小竹進先生追悼記事

小竹先生と立山


林勇二郎(金沢大学)


めずらしく小春日和の日だった。つくばエクスプレスを常総線に乗り換え、下妻へと向かっていた。小竹先生の実家、八千代市での葬儀に出席するためである。やはり先生への弔問であろうか、列車には喪服姿の幾組かが乗り合わせていた。車窓からはつくばの田園風景が広がり、そのはるか遠くにたおやかな山々が連なる。

 先生とは、二日前に富山で最後のお別れをしたつもりだった。それが今、こうしてローカル線に身を委ねている。何か言い忘れたことがあったのだろうか。列車の振動に揺られながら、先生とつき合った30数年に想いを馳せた。

 熱工学や伝熱研究の将来について語り合った、福岡のシンポジウム。伝熱のパラダイムシフトを意図した、仙台でのフロンティアフォーラム。森先生が代表となって、日米の研究者が伝熱の最先端を論じたサンディエゴのセミナー。土方さんが金沢での第1回を企画した、ミクロ伝熱の日米セミナー等々。今日の熱工学や伝熱研究を方向づけ、その基盤となった様々な取組みがあった。そして、このような歴史の刻みの中心に、いつも小竹先生の存在があったように思う。

 先生とご一緒したのは、大学の研究室や学会の場ばかりではない。岐阜や金沢近郊の温泉では、熊田さんや西尾さんと共に常連だった。そしていつの頃からだろうか、富山と立山が先生のホームグランドになっていった。きっかけは、山男である先生を立山の春スキーに誘った自分にあるが、それを決定的にしたのは、富山大学の岩城さんだろう。90年代初めに小竹門下に入った岩城さんは、MD、QMD、QDの研究から、ログハウス造り、さらには登山・スキーとつき合ったからである。

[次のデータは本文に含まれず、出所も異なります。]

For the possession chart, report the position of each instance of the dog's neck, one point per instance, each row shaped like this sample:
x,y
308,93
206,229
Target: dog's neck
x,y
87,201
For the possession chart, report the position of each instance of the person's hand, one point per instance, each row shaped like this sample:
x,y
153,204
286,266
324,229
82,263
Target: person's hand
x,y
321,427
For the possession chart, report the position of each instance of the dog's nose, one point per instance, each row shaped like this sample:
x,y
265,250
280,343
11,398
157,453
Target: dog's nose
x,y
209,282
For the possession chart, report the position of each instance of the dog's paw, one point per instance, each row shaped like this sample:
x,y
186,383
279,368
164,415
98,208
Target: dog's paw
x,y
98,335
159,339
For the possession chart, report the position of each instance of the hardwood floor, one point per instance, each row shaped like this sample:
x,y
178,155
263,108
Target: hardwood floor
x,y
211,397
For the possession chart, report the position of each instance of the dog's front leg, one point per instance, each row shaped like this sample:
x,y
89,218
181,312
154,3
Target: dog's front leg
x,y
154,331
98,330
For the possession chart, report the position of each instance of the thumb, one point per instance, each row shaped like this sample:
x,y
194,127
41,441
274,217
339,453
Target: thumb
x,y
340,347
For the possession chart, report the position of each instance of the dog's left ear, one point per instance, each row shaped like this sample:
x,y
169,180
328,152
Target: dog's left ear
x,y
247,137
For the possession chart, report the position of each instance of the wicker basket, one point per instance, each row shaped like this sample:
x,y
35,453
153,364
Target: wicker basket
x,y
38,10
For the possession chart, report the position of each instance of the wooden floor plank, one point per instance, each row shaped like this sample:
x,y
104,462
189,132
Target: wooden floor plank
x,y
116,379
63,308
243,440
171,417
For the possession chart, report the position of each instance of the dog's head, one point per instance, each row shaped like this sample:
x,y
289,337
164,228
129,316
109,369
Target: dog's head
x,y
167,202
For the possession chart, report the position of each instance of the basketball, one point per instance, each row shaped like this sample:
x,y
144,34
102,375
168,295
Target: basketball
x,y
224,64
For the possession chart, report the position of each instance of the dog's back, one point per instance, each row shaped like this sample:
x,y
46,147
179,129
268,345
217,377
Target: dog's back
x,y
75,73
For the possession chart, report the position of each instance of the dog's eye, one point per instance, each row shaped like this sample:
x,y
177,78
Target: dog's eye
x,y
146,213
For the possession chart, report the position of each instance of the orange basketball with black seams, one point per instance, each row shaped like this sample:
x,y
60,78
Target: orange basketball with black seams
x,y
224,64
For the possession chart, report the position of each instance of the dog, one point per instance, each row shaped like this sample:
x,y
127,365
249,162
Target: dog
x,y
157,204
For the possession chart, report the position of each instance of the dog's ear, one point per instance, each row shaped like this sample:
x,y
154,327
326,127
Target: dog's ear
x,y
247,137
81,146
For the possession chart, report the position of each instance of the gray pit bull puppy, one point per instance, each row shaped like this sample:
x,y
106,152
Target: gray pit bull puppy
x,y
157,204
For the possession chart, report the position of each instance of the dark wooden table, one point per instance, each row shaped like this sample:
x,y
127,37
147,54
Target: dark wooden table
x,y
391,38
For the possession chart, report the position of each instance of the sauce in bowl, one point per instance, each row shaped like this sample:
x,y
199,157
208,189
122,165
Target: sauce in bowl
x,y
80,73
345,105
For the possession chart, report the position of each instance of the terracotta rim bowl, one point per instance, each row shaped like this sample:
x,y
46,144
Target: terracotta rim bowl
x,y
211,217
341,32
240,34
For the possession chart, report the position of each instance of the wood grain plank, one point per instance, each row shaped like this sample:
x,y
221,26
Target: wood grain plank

 雷鳥沢、室堂平、天狗平の山スキーを楽しんだのは幾度になろうか。標高2800メートルの一ノ越から黒部湖に向けて、落差1000メートルの雄山谷を一気に滑り降りる醍醐味は、今も忘れられない。雪崩を避けブッシュをわけてのスキーは、まさにアドベンチャーであり、雷鳥荘の主人、志鷹さんの案内あってのことだった。剣御前で小屋を目前にしながら猛吹雪に見舞われ、寒さの中をさ迷ったこと、大日岳の花畑のぬくもりに昼寝をしたことなど、どれもこれも今は懐かしい。これらは小竹流に言えば、陰陽のめぐる大なる自然界における、小なる人間の伝熱的な体験だったかもしれない。

 山小屋の夜は長い。夜噺は、マイクロ・ナノスケールの伝熱から、生から死に到る生物相の変態論に及び、最後は決まって教育論へと発展した。先生の話の基底にあったのは、独創性・独自性のある研究であり、世界を見渡せる研究者の養成であった。

 今年も立山の小屋開きが近づいてきた。昨年はブルトーザーの操作を誤り、除雪ならぬ雷鳥荘の屋根を壊した先生である。今年こそはと、さぞ張り切っておられたことだろう。昨夏には、標高3000メートルの大汝の小屋に露天風呂を完成させ、「林さん、風呂を沸かしておくから、日本海に沈む夕日を見においでよ!」と誘ってくれた。しかし今は、あれもこれも適わない。

 先生は研究に厳しく、どちらかと言えば独立独歩を好み、分子伝熱の分野で孤高を築かれた。それは世界の先々を見通し、かつ先導する研究であった。それでいて、先生は分け隔ての無い心根の優しい教育者であった。立山の厳しい自然を愛し遠くを眺めてきたのも、研究と共通した生き様だったのかも知れない。そして、あの茫洋たる比類なき研究者を育んだのは、下妻の地である。ゆっくりと車窓に流れる下妻の景色は、小春日和の中で一段と穏やかであった。